The bone marrow microenvironment may play a role in a differentiation of various myeloproliferative diseases and possibly impacts also on the patient outcome2. Not only increased fibrosis, but also proliferation of angiogenesis and variations of bone trabecular thickness may assist to determine the phenotype of disease2. Vascular endothelial growth factor (VEGF) is one of the cytokines that are involved in the neovascularization and also in the disease progression, albeit so far no cytokine storm has been proven to associate with the evolution of one myeloproliferative disease into another2. In addition, environmental factors, genetic interactions, immunological profile and increased age have been linked to production of mutant clones and disease evolution16.
Imatinib mesylate alone as a first-line treatment or second generation TKIs have produced deep molecular responses for most patients with CML17. However, the great majority of patients with CML and simultaneous excess marrow fibrosis have been shown to be imatinib mesylate-resistant18, 19. Our patient did not have a point mutation in the ABL 1 kinase domain of BCR-ABL1. Possibly the primary diagnosis of IMF was the reason for the modest response both to first- and second-generation TKIs.

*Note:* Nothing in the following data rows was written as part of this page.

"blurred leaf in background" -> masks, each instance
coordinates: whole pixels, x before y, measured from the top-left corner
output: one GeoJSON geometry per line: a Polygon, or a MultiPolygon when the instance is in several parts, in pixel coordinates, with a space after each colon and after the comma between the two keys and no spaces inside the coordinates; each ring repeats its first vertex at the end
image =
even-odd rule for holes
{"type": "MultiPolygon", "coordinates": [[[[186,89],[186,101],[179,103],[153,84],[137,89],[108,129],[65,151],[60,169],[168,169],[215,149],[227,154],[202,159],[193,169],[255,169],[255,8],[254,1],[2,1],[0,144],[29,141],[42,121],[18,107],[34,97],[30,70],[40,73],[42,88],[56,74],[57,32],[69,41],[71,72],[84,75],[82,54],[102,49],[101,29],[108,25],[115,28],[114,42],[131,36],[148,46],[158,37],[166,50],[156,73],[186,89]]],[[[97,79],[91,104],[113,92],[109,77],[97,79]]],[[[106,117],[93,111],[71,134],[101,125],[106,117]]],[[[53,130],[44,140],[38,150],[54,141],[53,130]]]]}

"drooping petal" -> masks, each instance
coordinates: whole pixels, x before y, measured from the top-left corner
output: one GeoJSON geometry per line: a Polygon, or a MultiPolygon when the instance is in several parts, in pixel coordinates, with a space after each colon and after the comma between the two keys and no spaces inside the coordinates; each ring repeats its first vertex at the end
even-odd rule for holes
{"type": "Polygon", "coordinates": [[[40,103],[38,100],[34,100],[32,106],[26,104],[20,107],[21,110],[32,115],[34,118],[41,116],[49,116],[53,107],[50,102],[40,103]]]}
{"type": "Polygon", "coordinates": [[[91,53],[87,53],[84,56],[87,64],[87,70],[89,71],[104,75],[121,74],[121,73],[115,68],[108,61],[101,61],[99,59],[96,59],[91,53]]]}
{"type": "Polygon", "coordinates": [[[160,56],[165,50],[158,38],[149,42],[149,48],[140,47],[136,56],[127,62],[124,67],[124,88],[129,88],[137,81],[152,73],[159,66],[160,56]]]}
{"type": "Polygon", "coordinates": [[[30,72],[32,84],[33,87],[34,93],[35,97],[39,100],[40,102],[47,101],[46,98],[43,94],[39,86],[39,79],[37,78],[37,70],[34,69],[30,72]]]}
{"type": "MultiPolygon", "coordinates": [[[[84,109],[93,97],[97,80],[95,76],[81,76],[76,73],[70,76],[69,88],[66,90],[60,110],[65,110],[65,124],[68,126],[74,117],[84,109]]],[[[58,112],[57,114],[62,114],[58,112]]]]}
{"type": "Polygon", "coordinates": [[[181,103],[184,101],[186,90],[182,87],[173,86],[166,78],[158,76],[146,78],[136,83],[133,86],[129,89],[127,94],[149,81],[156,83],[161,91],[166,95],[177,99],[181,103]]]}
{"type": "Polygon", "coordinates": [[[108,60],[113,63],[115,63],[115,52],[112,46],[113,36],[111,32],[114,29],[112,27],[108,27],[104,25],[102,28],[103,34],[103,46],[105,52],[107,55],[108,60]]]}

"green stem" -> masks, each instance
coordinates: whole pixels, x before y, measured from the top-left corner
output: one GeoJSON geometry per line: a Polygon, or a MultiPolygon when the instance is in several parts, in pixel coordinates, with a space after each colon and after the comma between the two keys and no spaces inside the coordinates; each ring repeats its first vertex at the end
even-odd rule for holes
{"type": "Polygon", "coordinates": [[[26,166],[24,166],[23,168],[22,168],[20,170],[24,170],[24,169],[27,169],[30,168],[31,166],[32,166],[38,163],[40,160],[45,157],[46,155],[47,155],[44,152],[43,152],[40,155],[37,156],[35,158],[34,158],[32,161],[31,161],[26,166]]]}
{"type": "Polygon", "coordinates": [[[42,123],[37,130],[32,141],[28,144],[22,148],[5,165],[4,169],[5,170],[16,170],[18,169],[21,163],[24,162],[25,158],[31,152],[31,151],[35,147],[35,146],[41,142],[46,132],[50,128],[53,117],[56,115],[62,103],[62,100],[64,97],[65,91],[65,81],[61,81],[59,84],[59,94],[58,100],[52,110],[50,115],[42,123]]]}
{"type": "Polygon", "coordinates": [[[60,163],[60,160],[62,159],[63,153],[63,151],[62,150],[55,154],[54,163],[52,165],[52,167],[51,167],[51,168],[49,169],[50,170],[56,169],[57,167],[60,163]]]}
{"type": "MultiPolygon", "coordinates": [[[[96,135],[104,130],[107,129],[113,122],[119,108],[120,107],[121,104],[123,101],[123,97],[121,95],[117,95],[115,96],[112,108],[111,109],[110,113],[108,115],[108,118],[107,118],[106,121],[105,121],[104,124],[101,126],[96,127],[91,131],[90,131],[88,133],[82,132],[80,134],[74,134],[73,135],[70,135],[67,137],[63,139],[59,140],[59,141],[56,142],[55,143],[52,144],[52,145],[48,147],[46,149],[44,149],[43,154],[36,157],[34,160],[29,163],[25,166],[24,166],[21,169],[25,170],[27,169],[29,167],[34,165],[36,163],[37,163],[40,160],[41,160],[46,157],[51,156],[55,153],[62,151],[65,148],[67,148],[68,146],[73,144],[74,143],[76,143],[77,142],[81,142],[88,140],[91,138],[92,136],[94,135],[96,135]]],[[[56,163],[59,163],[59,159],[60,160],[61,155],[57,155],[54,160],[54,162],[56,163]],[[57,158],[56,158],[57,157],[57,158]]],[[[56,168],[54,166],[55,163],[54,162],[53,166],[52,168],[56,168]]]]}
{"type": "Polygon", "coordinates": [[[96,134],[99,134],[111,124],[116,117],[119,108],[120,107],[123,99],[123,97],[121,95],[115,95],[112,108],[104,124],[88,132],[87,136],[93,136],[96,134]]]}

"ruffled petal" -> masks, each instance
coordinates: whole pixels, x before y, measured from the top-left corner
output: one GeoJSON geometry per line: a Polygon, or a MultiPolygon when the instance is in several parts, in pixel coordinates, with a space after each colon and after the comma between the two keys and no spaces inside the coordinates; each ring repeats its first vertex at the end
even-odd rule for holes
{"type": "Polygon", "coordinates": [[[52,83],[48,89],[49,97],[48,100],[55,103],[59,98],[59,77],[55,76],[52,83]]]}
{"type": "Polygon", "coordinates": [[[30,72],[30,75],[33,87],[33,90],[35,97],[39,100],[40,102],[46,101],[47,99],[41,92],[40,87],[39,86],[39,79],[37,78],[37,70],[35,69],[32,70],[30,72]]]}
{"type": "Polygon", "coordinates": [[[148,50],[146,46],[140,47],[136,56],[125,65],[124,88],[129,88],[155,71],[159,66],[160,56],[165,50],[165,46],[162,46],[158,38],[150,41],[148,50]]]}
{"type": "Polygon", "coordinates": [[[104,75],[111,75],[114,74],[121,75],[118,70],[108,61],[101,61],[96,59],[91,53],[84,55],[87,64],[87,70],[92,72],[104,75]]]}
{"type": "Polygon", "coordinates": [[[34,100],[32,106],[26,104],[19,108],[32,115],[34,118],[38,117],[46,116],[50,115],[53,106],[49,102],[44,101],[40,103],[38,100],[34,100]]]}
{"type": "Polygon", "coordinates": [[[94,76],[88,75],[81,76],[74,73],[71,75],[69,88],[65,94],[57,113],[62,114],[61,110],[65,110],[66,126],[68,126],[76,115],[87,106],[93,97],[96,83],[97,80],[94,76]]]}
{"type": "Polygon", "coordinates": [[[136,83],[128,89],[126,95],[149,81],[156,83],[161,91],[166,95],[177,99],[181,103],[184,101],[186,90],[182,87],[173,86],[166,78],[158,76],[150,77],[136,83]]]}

It should be kept in mind that persisting splenomegaly during tyrosine kinase inhibitor treatment for CML may be a marker of another simultaneous myeloproliferative clone.
To conclude, stem cell defects, simultaneous abnormal stem cell clones or driver mutations may present mechanism that promote clonal expansion of BCR-ABL1-positive cells in different myeloproliferative diseases. Due to potential clonal evolution repeated karyotypic and molecular testing is suggested to detect co-existing myeloproliferative disorders in cases with atypical disease characteristics or a poor response to targeted therapy.
A.P. designed and wrote the manuscript, E.J. reviewed the manuscript.
No funding was received for this manuscript.
Statement of Ethics
An informed consent was obtained from the patient´s relative for publication of this case report. The case report was produced according to the declaration of Helsinki.
Data availability statement
The data that supports the findings of this case report are not publicly available as they contain information that could compromise the privacy of patient.